Experimental validation of two CFD solvers for prediction of blast loading in an urban environment

Paper i proceeding, 2023

The evolution and propagation of a blast wave in urban environments differ substantially from those of free-field blast waves. The interaction of the blast wave with obstacles along its path gives rise to physical phenomena such as reflection, diffraction and superposition which significantly increase the complexity of the loading. Therefore, for such environments, simplified engineering tools commonly used for predicting shock wave parameters in free-field settings are not sufficient. Indeed, to properly estimate the characteristics of the blast loading for such cases, it may be necessary to use more advanced tools based on computational fluid dynamics (CFD). However, CFD codes must be validated against experimental data before they can be implemented in real life cases.

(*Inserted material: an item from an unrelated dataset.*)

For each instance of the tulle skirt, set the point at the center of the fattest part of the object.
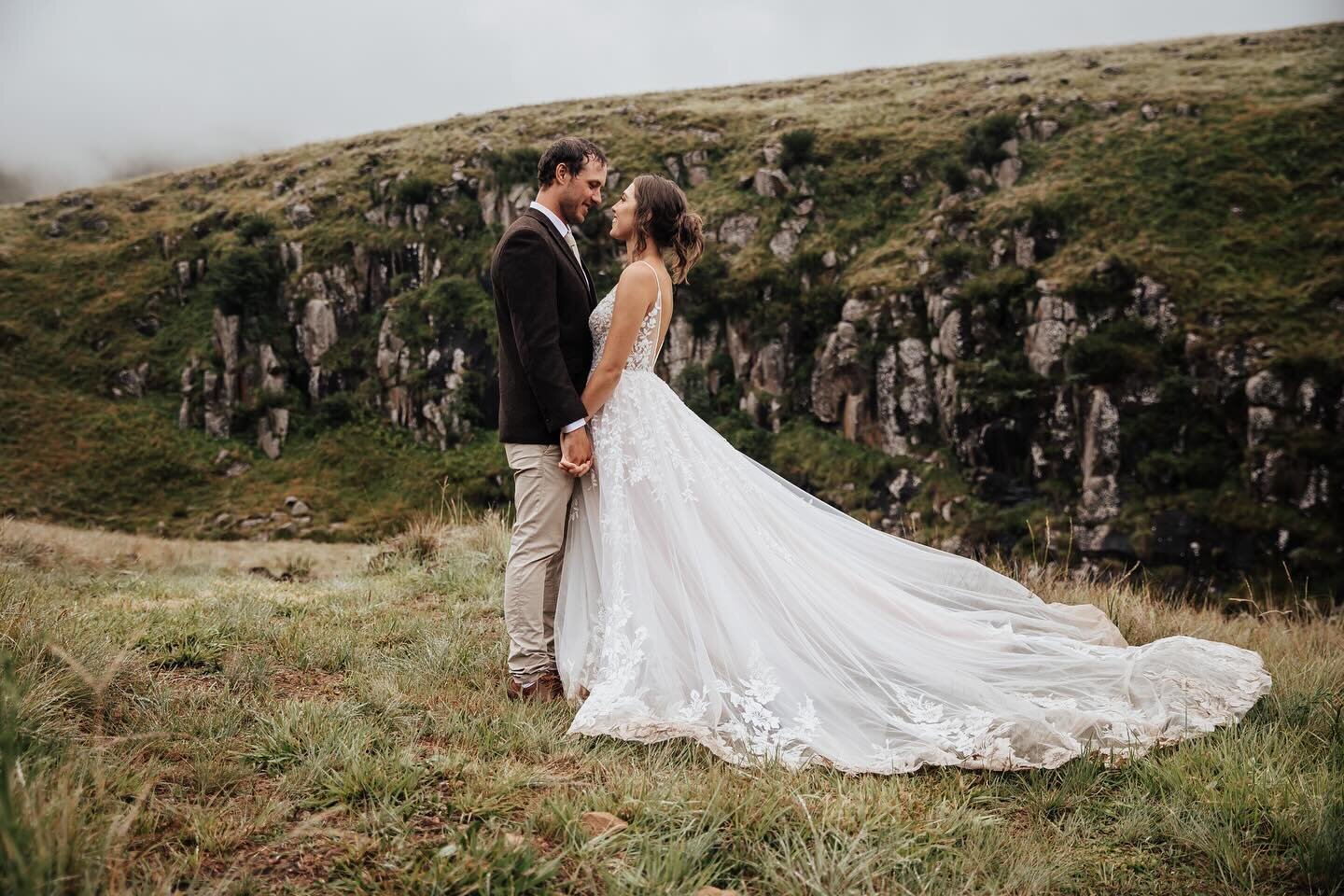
(705, 596)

In this study, the open-source CFD solver blastFoam [1] was validated against a scaled (1:5) experimental campaign of an explosion of PETN at a street intersection. The setup of the experiment consisted of four concrete boxes arranged in a 2×2 layout. Multiple locations of the charge were tested. In general, very good agreement between the experimental results and the blastFoam simulations was obtained. The study showed that blastFoam was able to describe the arrival and amplitude of both the main shock wave and secondary waves with a good level of accuracy at multiple points in the configuration.